I know of many, many wannabe screenwriters who throw everything they have monetarily, physically, and emotionally into their dream of becoming a screenwriter without really doing anything constructive to launch or advance their careers. I don't think anyone needs to fly to Hollywood and stalk Steven Spielberg but they shouldn't wait for him to knock on their door either.
Time is passing like the steady drip of life's I.V. bag and if there is nothing else in a writer's life that brings joy or amusement, what happens if the writer is unsuccessful? Burnout sets in. With that comes bitterness, envy, and resentment. Worst of all, by the time burnout sets in, life's I.V. bag is probably already half empty.
Dreams are good. Relentlessly pursuing dreams is good. But seriously, be smart about it and get a life. Otherwise, if that dream doesn't come to fruition, you'll realize one day that life happened while you were out and you missed your daughter's cheer competition (for which she'll never forgive you) or your son's winning soccer goal (which he'll forgive, but won't forget).
What's that? You didn't even know you had a son and daughter? How are you going to write about life if you never experience it? I'm not saying that I have to be a serial killer to write about one, but I do need to know more about life than how to google.
On his blog, Christopher Lockhart reports on Marcus Dunstan and Patrick Melton, the PGL winning duo who wrote Feast. His blog is always a great read but this one is a departure from his usual stuff and it's a nice peek into "the way a project comes together". Also interesting was his side note that the latest rumored release date for Feast is October.

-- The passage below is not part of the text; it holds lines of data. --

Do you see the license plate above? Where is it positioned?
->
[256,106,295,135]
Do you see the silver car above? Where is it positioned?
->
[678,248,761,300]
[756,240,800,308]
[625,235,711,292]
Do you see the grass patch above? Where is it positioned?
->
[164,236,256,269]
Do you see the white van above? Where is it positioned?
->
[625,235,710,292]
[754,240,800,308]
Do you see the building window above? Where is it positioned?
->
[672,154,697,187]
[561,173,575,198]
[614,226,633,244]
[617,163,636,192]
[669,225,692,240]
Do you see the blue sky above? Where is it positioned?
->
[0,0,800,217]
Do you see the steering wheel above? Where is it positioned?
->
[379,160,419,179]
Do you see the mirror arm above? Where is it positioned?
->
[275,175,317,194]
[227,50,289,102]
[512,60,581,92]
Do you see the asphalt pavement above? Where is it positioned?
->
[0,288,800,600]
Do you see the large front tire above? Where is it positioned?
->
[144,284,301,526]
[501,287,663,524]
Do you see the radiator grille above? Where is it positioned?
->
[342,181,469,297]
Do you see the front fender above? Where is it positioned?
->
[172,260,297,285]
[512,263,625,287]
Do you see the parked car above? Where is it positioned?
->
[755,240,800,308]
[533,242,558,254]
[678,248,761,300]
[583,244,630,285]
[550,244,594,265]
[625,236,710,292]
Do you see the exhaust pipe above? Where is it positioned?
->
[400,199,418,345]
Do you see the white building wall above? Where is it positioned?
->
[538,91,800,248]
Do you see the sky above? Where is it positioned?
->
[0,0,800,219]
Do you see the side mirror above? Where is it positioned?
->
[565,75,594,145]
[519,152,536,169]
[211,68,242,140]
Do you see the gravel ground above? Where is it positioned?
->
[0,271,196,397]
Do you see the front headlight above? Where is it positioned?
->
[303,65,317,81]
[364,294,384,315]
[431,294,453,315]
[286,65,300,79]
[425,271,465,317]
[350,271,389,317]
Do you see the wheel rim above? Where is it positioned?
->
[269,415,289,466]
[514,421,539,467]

Some might envy that these two guys who pursued their dream in front of a national audience, found a degree of success and now have somebody like Christopher Lockhart in their corner. But Marcus isn't resting on his laurels and commitment doesn't merit envy. It merits replication. (So, I'll instead be envious that Marcus spent a day watching Frank Darabont film a t.v. pilot)

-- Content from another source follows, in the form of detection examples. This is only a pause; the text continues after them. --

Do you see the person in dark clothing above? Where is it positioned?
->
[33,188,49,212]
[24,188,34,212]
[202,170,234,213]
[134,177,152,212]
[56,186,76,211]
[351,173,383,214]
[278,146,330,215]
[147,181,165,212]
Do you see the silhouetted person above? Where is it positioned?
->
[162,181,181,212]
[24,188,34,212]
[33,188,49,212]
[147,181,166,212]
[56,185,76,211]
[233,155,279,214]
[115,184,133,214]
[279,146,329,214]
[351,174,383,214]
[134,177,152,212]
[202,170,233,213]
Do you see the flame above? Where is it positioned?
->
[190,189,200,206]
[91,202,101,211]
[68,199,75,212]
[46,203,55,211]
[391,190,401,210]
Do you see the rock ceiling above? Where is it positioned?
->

Envy intimates that the reward was somehow not earned or deserved. Marcus Dunstan had a dream. He chased it. He caught it. But, what if you can't run as fast as Marcus? What if you run faster than Marcus but tear a hamstring? What else have you got?

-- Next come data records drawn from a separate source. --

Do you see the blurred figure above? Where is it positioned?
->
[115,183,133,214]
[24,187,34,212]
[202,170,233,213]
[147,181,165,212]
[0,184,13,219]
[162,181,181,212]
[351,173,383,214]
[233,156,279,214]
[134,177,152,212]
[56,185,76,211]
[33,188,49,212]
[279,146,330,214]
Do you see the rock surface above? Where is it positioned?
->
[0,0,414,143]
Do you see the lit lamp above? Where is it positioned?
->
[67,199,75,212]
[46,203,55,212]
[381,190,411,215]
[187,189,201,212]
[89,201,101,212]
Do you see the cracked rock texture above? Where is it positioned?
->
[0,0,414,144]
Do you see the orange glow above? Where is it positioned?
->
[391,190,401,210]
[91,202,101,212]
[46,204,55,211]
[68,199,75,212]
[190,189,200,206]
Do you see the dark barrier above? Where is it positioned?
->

My sons are all jumping milestones today -- a birthday, a driver's license, a career training opportunity. Sometimes I've wanted to scream at the eldest to get his butt back in college and stop chasing the same ol' rainbow he's been after since he was seventeen. But, how could I do that while chasing one of my own? So, instead, I told him to chase that rainbow with all his might but only if --
(1) he's wholly committed
(2) he's training to do what it takes to catch it
(3) he has something else to balance his life
Today, he just may just have that rainbow by the tail. But, if it slips away, he still has birthday cake to eat with one brother and a used Honda to ride along in with another.